A handful of these white evangelical church leaders have also been working hard to change South Carolina's hard-line view of immigration. A large percentage of the state and its lawmakers are white evangelical Christians—the least likely religious demographic to support a pathway to citizenship for undocumented immigrants, according to a 2014 survey by the Public Religion Research Institute and the Brookings Institution. However, the survey also shows that a surprising 66 percent of white evangelicals across the country favor some type of legal status for immigrants without papers.

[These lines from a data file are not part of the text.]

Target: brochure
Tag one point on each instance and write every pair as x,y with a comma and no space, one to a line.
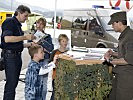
39,35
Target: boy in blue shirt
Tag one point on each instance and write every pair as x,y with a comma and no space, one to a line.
34,83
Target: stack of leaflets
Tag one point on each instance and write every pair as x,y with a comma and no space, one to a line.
39,35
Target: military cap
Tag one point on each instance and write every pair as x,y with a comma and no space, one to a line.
118,16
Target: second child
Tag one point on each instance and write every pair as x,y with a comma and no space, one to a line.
34,82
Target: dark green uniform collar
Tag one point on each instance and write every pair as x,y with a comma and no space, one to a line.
124,32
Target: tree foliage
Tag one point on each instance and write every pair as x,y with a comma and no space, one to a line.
82,82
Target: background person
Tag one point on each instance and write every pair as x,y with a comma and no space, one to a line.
122,86
12,45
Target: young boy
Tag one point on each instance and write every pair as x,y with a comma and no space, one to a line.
63,42
34,82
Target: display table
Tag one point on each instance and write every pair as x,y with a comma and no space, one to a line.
78,79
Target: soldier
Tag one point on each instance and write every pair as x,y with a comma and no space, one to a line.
12,45
122,86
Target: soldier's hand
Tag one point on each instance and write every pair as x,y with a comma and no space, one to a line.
30,37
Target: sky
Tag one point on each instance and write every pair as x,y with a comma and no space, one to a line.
68,4
61,4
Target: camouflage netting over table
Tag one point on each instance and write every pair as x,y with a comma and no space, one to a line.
82,82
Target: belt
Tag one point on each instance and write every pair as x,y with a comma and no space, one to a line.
12,51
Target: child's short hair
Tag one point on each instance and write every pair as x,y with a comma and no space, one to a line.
61,36
33,50
43,20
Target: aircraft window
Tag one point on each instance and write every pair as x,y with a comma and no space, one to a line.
93,23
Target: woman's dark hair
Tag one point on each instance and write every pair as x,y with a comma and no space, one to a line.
22,9
124,22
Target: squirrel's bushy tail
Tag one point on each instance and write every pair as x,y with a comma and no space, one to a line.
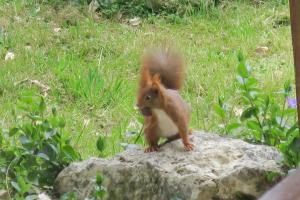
165,62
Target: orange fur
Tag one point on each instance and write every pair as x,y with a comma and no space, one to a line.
161,78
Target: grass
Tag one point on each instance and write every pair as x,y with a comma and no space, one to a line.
91,64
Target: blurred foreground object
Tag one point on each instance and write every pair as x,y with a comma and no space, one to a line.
287,189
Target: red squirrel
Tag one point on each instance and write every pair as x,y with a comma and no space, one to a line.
165,113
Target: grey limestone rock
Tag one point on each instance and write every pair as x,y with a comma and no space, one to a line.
218,168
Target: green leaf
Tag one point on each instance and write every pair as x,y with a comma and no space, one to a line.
295,145
42,106
251,82
71,153
13,131
240,56
292,129
16,186
242,70
249,112
99,179
61,122
220,111
287,88
101,143
43,156
232,126
254,125
54,111
24,139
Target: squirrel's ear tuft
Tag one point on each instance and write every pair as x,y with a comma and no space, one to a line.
156,78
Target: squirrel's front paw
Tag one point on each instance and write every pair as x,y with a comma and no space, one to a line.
151,149
188,146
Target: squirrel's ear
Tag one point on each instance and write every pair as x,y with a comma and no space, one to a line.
156,78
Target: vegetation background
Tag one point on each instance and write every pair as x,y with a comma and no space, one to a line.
83,58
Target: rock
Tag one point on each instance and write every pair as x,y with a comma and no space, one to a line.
218,168
4,195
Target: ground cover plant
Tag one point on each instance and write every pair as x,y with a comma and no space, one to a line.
85,64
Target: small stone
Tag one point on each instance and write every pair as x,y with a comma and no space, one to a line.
135,21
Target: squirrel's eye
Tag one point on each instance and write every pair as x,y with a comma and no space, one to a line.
148,97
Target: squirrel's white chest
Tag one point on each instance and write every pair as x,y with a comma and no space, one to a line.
166,125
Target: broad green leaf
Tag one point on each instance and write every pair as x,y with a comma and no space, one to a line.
71,153
16,186
99,179
249,112
254,125
220,111
13,131
295,145
240,56
232,126
100,143
44,156
42,106
242,70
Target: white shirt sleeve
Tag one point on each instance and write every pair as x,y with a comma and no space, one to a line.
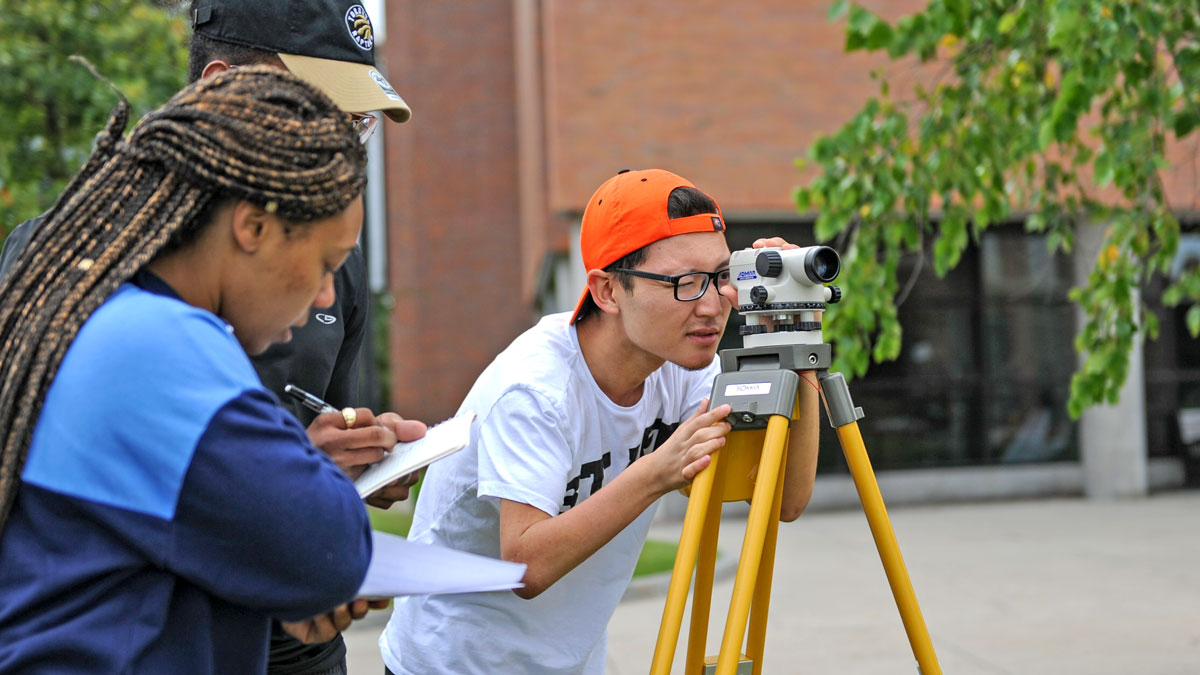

Matthew Blanton has been meeting with pastors across the state to get them on board with the reform movement. He's the South Carolina organizer for the Evangelical Immigration Table, a coalition of evangelical Christians pressing for reform that includes a pathway to citizenship or legal status. Blanton says too many Christians in the Upstate view the issue from a Republican political perspective, instead of focusing on biblical teachings. "Their world view is formed more by talk radio than by scripture," said Blanton, who is based in Spartanburg. "That's a very dangerous thing."
Blanton organizes pastor lunches and church workshops to discuss myths about immigration and biblical teachings that emphasize the importance of treating immigrants with dignity and respect. Progress is slow, he says, but about half of the 150 pastors he's met with since October have signed the organization's call for bipartisan immigration reform.
Many of them have flown to Washington, prayed with Rep. Trey Gowdy in Spartanburg, and helped organize a town hall meeting in Spanish with Rep. Mick Mulvaney. At the February town hall meeting near Spartanburg, Mulvaney, a tea-party Republican, publicly expressed his support for a path to legal status for the first time. Gowdy, who chairs the House Immigration and Border Security Subcommittee, declined an interview request for this series.
Last year, the Immigration Table aired several radio ads in South Carolina to counteract attacks against Republican Sen. Lindsey Graham's support for a pathway to citizenship.
Jim Goodroe, director of missions for the Spartanburg County Baptist Network, voiced the message: "Christ calls evangelicals to compassion and justice, so please join a growing movement of Christians asking our political leaders for immigration solutions rooted in biblical values."
Conservative radio-show hosts have attacked Goodroe and local pastors for their efforts, leading to angry calls and disapproving comments at churches. That doesn't discourage Jason Lee, pastor of Oak Grove Baptist Church in Spartanburg. He has organized church events to bring together his parishioners with members from the Hispanic congregation that worships in their building.
"I do feel that this is the civil-rights issue for our generation," said Lee, one of the first pastors in the state to advocate for reform. "Something has to happen and I'm praying it will be a bipartisan effort."